For more than three decades, Rich's sister Sekeithia Tyler, a paralegal who works with lawyers in domestic violence cases, urged D.C. homicide detectives to continue working on the unsolved killing of her brother, who went by the nickname "Semo."
And she worked on the case herself.
Tyler said she interviewed people in her brother's neighborhood for years and gave investigators the names and responses of each person she spoke with. Tyler said the people she interviewed all told her the same thing: "Semo's old lady did it."
"I prayed to God to keep her alive," Tyler said in an interview this week, referring to Brown. "If she died, we wouldn't have known the answers to the questions."
Rich and Brown were parents of three children, all under age 12 when Rich was killed. They are now adults with children of their own, Tyler said. She said she feared the case would never be solved, especially after previous homicide detectives retired without making an arrest.
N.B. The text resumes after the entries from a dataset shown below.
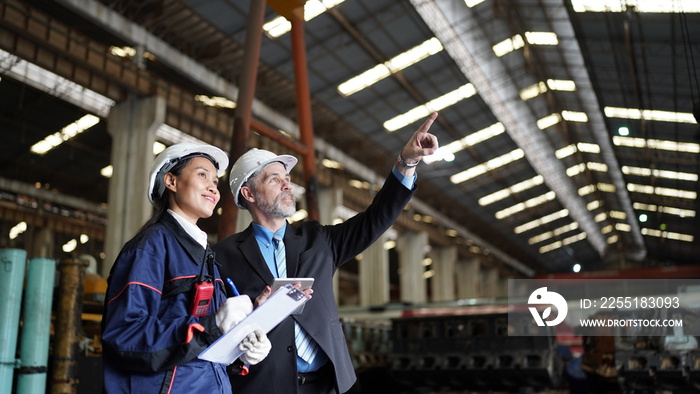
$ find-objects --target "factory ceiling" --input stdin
[0,0,700,276]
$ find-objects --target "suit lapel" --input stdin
[284,223,301,278]
[239,224,275,284]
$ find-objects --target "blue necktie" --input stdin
[273,233,318,364]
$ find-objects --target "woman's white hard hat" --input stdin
[229,148,298,210]
[148,142,228,205]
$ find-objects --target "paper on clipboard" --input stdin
[199,285,309,365]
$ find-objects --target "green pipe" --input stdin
[0,249,27,393]
[17,257,56,394]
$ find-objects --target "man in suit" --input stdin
[214,113,438,394]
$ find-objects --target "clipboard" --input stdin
[198,285,309,365]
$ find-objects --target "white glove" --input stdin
[238,330,272,365]
[216,295,253,333]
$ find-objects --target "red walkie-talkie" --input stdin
[192,282,214,317]
[190,254,215,317]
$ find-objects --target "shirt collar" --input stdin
[168,209,207,249]
[253,223,287,244]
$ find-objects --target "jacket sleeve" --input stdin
[102,248,221,372]
[321,169,416,265]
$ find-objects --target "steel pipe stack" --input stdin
[0,249,27,393]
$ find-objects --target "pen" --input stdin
[226,278,241,297]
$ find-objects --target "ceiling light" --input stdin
[632,202,695,218]
[61,238,78,253]
[30,114,100,155]
[622,166,698,182]
[537,113,561,130]
[520,82,547,101]
[450,148,525,184]
[384,83,476,132]
[321,159,343,170]
[100,164,114,178]
[561,111,588,122]
[610,210,627,220]
[586,200,603,211]
[571,0,700,13]
[109,46,136,57]
[615,223,632,233]
[0,49,115,117]
[642,228,695,242]
[554,145,576,159]
[539,233,586,254]
[10,221,27,239]
[423,122,506,164]
[464,0,484,8]
[492,34,525,57]
[338,37,443,97]
[194,94,236,109]
[263,0,345,38]
[576,142,600,153]
[525,31,559,45]
[603,107,697,124]
[627,183,697,200]
[547,79,576,92]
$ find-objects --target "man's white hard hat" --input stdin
[229,148,298,209]
[148,142,228,206]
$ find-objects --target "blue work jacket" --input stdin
[102,214,231,394]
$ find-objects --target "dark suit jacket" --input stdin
[213,174,415,394]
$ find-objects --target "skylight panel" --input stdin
[479,175,544,207]
[263,0,345,38]
[450,148,525,184]
[338,37,443,97]
[603,107,697,124]
[571,0,700,13]
[513,208,569,234]
[29,114,100,155]
[384,83,476,132]
[496,191,556,220]
[491,31,559,57]
[423,122,506,164]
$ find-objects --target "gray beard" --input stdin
[254,192,296,219]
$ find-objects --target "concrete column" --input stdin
[481,268,498,298]
[318,187,343,305]
[358,234,390,306]
[428,246,457,302]
[102,96,166,277]
[496,277,508,298]
[457,259,482,300]
[397,232,428,304]
[235,208,253,234]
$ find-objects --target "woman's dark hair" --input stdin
[136,153,218,234]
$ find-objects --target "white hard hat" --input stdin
[148,142,228,205]
[229,148,298,209]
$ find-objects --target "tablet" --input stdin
[272,278,314,294]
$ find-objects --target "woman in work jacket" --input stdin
[102,143,271,394]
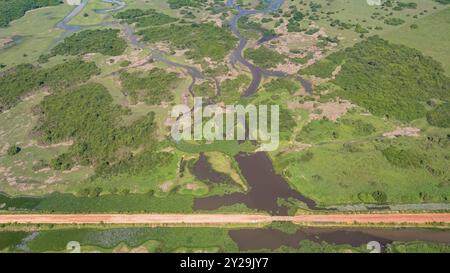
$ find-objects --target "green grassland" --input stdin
[0,5,72,67]
[0,226,450,253]
[274,135,450,205]
[0,0,449,212]
[0,0,61,28]
[383,7,450,75]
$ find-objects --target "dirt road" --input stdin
[0,213,450,225]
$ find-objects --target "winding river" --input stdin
[194,0,319,212]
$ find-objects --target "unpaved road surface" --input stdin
[0,213,450,225]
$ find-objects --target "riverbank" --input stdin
[0,213,450,225]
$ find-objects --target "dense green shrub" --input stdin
[0,59,99,112]
[7,145,22,156]
[303,36,450,121]
[52,29,127,56]
[120,68,178,104]
[34,84,154,169]
[427,102,450,128]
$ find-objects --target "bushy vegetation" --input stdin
[52,29,127,56]
[244,46,286,68]
[238,16,276,38]
[307,36,450,121]
[167,0,208,9]
[0,59,99,112]
[0,188,193,213]
[427,102,450,128]
[0,0,62,28]
[7,145,22,156]
[217,74,251,104]
[139,23,237,61]
[34,84,154,169]
[120,68,178,105]
[114,9,178,27]
[297,119,376,143]
[192,81,215,98]
[264,78,300,95]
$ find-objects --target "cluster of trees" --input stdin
[114,9,178,27]
[34,83,154,170]
[120,68,179,105]
[139,23,237,61]
[0,59,100,112]
[303,36,450,121]
[7,145,22,156]
[244,46,286,68]
[0,0,63,28]
[51,29,127,56]
[427,102,450,128]
[297,118,376,142]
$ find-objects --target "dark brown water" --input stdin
[191,153,230,183]
[193,152,317,215]
[229,225,450,251]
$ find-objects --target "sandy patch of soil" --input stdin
[184,183,200,191]
[63,165,81,173]
[275,62,302,75]
[159,181,175,192]
[311,100,353,121]
[383,127,420,138]
[0,37,14,49]
[44,175,62,184]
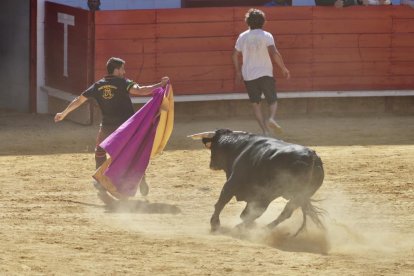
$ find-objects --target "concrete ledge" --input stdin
[43,87,414,123]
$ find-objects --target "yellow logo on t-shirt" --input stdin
[99,85,116,100]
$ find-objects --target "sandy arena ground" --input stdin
[0,112,414,275]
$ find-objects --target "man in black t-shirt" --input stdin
[55,57,169,196]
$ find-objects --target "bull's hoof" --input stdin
[236,221,256,230]
[97,191,116,206]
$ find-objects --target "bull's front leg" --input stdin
[267,199,300,229]
[210,181,234,232]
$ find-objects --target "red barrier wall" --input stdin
[45,2,94,94]
[47,2,414,95]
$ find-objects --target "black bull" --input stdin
[190,129,324,235]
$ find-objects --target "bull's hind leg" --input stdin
[210,178,234,232]
[267,199,300,229]
[238,201,269,227]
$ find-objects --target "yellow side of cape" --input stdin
[151,84,174,158]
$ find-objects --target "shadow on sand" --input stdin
[65,200,181,214]
[216,227,331,255]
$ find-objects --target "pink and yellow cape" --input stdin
[93,84,174,199]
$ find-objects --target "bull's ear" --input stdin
[187,131,216,140]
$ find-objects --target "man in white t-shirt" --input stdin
[232,9,290,135]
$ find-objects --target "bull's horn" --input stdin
[187,131,216,140]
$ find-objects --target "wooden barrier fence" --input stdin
[46,3,414,95]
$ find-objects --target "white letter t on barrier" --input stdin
[58,12,75,77]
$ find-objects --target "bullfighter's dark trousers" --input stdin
[95,125,118,169]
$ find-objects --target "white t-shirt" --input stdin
[235,29,275,81]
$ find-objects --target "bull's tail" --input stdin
[295,153,326,236]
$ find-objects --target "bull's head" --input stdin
[187,129,244,170]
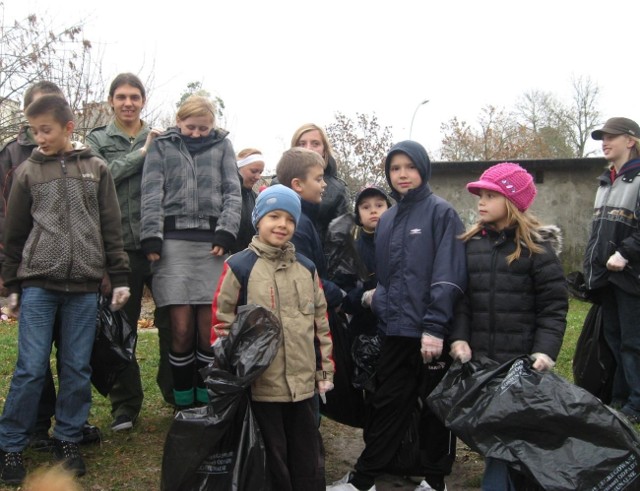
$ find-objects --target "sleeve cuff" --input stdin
[140,237,162,256]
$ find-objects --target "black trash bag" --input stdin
[383,360,456,476]
[161,305,282,491]
[427,356,640,491]
[320,311,364,428]
[324,213,368,285]
[90,295,138,397]
[573,304,616,404]
[351,334,382,390]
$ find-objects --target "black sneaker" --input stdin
[0,450,27,484]
[29,431,53,452]
[111,414,133,431]
[80,423,102,445]
[53,438,87,477]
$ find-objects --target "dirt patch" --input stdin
[320,417,484,491]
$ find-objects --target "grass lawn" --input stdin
[0,300,589,491]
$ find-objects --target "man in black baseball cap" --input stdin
[591,118,640,140]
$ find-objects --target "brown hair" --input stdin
[238,148,262,160]
[458,199,544,264]
[291,123,333,167]
[25,94,73,126]
[21,464,82,491]
[22,80,64,109]
[109,73,147,100]
[276,147,324,188]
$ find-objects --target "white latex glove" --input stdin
[7,293,20,317]
[420,332,444,364]
[318,380,333,404]
[607,251,629,271]
[111,286,131,312]
[360,288,376,309]
[449,341,471,363]
[531,353,556,372]
[318,380,334,394]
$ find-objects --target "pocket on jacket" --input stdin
[294,280,316,315]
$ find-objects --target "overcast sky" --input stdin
[4,0,640,168]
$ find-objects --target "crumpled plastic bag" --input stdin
[351,334,382,390]
[427,357,640,491]
[90,295,138,397]
[324,213,367,284]
[161,305,282,491]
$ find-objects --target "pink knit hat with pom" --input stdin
[467,162,538,211]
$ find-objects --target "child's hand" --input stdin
[420,332,444,364]
[360,288,376,309]
[531,353,556,372]
[318,380,334,394]
[607,251,629,271]
[449,341,471,363]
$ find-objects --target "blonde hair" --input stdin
[176,95,216,127]
[21,464,82,491]
[238,148,262,160]
[629,136,640,160]
[276,147,324,188]
[291,123,333,168]
[458,199,544,264]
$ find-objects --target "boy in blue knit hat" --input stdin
[211,184,334,491]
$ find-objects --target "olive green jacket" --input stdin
[87,121,150,251]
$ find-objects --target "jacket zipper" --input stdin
[60,157,74,292]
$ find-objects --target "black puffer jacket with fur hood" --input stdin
[450,226,568,362]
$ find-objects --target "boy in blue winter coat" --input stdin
[327,141,467,491]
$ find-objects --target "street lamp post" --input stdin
[409,99,429,140]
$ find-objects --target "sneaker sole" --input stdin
[111,421,133,431]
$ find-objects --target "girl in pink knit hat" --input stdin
[450,162,568,491]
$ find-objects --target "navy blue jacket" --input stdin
[372,141,467,338]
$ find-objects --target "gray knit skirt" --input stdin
[151,239,228,307]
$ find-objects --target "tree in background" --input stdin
[440,78,600,161]
[0,9,109,142]
[326,112,393,194]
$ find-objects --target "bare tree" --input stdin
[557,77,600,158]
[0,8,109,141]
[440,78,600,161]
[326,112,393,192]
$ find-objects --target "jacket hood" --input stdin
[384,140,431,189]
[157,126,229,143]
[30,141,96,164]
[537,225,562,256]
[324,155,338,176]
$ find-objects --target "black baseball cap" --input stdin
[591,118,640,140]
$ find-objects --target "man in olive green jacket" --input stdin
[87,73,173,431]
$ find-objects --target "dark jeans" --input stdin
[251,398,326,491]
[600,285,640,415]
[109,251,173,419]
[355,336,455,485]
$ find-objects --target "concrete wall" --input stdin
[430,158,606,273]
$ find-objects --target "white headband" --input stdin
[238,153,264,169]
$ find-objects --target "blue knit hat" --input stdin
[251,184,302,228]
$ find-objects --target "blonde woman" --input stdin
[140,96,242,408]
[291,123,351,245]
[231,148,264,254]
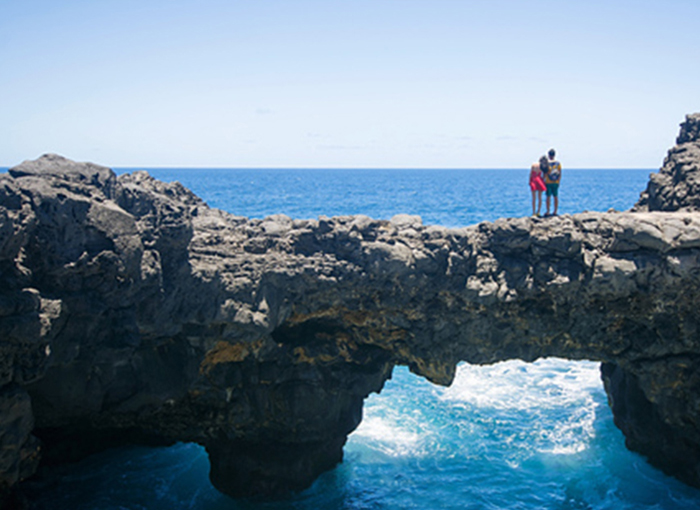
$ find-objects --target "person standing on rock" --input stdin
[530,156,549,216]
[544,149,561,216]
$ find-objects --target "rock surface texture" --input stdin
[0,115,700,502]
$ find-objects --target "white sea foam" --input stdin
[353,416,421,457]
[440,359,602,455]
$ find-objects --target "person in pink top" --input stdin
[530,156,549,216]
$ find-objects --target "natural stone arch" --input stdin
[0,116,700,495]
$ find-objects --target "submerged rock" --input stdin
[0,116,700,496]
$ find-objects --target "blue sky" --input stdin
[0,0,700,168]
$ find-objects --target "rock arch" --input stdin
[0,115,700,496]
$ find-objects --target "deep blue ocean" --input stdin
[20,169,700,510]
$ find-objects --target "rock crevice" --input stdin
[0,115,700,496]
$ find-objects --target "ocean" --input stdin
[21,168,700,510]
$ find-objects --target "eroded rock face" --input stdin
[0,113,700,496]
[633,113,700,211]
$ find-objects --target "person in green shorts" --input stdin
[544,149,561,216]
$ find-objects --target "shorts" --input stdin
[530,178,546,191]
[547,182,559,197]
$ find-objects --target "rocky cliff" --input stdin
[0,115,700,502]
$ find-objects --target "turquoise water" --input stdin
[24,169,700,510]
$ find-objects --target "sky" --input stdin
[0,0,700,169]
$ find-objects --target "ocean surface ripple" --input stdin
[24,169,700,510]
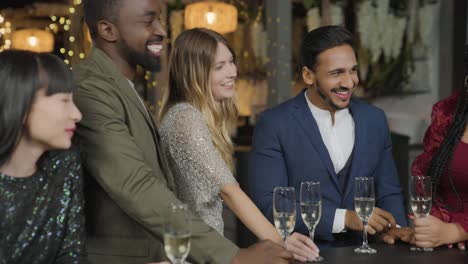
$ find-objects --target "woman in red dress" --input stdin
[411,45,468,250]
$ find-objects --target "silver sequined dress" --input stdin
[159,103,236,234]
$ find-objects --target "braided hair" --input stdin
[427,45,468,210]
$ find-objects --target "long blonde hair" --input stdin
[159,28,237,170]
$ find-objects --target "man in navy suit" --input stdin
[249,26,411,247]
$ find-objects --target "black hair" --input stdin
[427,45,468,210]
[299,26,356,72]
[0,50,73,166]
[83,0,122,39]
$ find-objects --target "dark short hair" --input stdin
[83,0,122,39]
[464,44,468,76]
[299,26,356,70]
[0,50,73,166]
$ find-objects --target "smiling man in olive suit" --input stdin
[74,0,292,264]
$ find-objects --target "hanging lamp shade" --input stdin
[185,1,237,34]
[11,29,54,52]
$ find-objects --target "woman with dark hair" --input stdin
[412,45,468,250]
[0,50,86,264]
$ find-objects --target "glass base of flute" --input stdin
[410,247,434,252]
[307,229,325,262]
[354,222,377,254]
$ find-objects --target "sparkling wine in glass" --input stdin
[164,204,192,264]
[300,181,323,262]
[273,187,296,241]
[410,176,434,251]
[354,177,377,254]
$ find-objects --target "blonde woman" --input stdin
[160,28,318,261]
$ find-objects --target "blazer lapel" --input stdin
[344,99,367,199]
[292,90,341,192]
[90,48,175,189]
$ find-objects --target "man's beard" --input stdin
[315,81,349,110]
[120,39,161,72]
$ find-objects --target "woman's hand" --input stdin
[286,233,319,262]
[414,215,462,248]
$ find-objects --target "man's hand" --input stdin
[345,207,396,235]
[380,227,414,245]
[232,240,293,264]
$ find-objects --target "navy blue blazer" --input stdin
[248,91,406,245]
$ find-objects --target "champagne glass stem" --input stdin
[362,221,368,247]
[309,227,315,241]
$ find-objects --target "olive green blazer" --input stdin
[74,48,238,264]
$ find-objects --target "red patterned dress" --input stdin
[411,91,468,232]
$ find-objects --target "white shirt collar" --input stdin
[304,91,355,173]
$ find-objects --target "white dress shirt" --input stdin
[304,91,355,233]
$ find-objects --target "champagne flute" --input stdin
[300,181,324,262]
[273,187,296,244]
[410,176,434,251]
[164,204,192,264]
[354,177,377,254]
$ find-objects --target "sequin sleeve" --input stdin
[56,150,87,264]
[161,103,236,204]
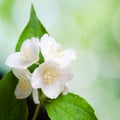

"We went through six lead detectives on this case," Tyler said. "Each time there were new detectives, I would be told that they couldn't find this document or they couldn't find that document. But I kept copies of everything, and I gave them everything they needed."
Tyler said she kept pressing detectives for updates on her brother's case, fulfilling a promise she had made to her mother, who died a year after her brother.
"She told me to stay on this, that whatever happened to her, I was to stay on this," Tyler said. "I wasn't going anywhere. ... I was determined to be a thorn in their side until an arrest was made."
She praised the most recent detectives on the case, Michael Fulton and Gus Giannakoulias, who made the arrest this week.
"He refused to give up," Tyler said of Fulton.